The gene expression of tight junction proteins was evaluated in the jejunum part of the small intestine. These proteins play an important role in controlling intestinal permeability and maintaining gut health barrier in such way that solutes and ions can flow intracellularly while the entry of pathogens and toxins are blocked (Awad et al., 2017). Tight junction proteins were of interest in this study, as glucosinolate metabolites are known to cause anti-inflammatory function by enhancing these junction proteins in the gut and preventing the negative effect of glucosinolate (Maina et al., 2020). The results in the present study (Table 7) showed that there was no significant upregulation or downregulation of tight junction protein genes among the treatments (P > 0.05) except for Zonula Occludin-1 which tends to be significant for different levels of LGCM (P_quad = 0.071).

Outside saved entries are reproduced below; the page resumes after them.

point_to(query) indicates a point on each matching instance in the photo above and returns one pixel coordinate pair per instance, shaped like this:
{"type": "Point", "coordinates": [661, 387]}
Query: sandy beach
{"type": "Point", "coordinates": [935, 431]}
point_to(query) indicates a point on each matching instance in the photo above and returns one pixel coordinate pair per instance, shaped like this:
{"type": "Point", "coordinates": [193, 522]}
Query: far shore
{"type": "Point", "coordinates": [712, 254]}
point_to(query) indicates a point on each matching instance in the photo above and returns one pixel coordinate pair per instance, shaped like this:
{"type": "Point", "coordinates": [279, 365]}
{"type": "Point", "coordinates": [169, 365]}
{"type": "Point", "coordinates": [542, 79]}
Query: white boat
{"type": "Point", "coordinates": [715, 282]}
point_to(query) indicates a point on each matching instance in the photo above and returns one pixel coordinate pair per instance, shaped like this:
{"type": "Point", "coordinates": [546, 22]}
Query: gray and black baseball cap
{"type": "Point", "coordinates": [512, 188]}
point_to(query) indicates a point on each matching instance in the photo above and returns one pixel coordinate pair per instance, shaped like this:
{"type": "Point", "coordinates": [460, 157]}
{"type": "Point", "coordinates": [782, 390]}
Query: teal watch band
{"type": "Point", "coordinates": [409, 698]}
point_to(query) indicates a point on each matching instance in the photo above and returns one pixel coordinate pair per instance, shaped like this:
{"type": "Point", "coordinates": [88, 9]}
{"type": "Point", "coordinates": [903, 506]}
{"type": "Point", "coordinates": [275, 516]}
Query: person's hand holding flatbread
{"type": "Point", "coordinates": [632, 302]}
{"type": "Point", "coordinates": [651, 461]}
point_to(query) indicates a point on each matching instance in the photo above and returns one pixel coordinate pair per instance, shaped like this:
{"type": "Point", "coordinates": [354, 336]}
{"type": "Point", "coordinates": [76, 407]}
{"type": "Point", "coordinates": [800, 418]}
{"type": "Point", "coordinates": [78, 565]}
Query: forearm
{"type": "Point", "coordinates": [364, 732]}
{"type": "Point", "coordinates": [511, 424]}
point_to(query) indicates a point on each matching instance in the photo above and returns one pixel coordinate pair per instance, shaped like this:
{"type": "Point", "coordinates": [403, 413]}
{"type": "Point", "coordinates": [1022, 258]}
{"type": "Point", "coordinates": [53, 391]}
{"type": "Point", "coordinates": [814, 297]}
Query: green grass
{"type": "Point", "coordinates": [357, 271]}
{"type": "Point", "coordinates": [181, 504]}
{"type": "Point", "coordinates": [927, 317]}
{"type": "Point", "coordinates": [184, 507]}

In conclusion, the results of the current study suggest that carinata meal has high potential to be included in poultry diet due to higher AA digestibility and TME_n comparable to existing protein sources. Carinata meal with low glucosinolate and high glucosinolate can successfully replace 19 and 15% of soybean meal, respectively. Incorporating carinata meal either with high or low glucosinolate can be beneficial in terms of broiler production as partial substitution of SBM can be incorporated in areas where carinata is produced and SBM is expensive or not available. Except for 12% HGCM treatment group, all other groups had similar growth performance, gut histomorphology development, and regulations of tight junction proteins. Thus, based on these data, 12% LGCM can be included in diet of broiler chicken, and 8% of HGCM could be included without any negative impact on the broiler chickens. Further processing of HGCM either to decrease the glucosinolate or utilize the beneficial role of glucosinolate can be investigated.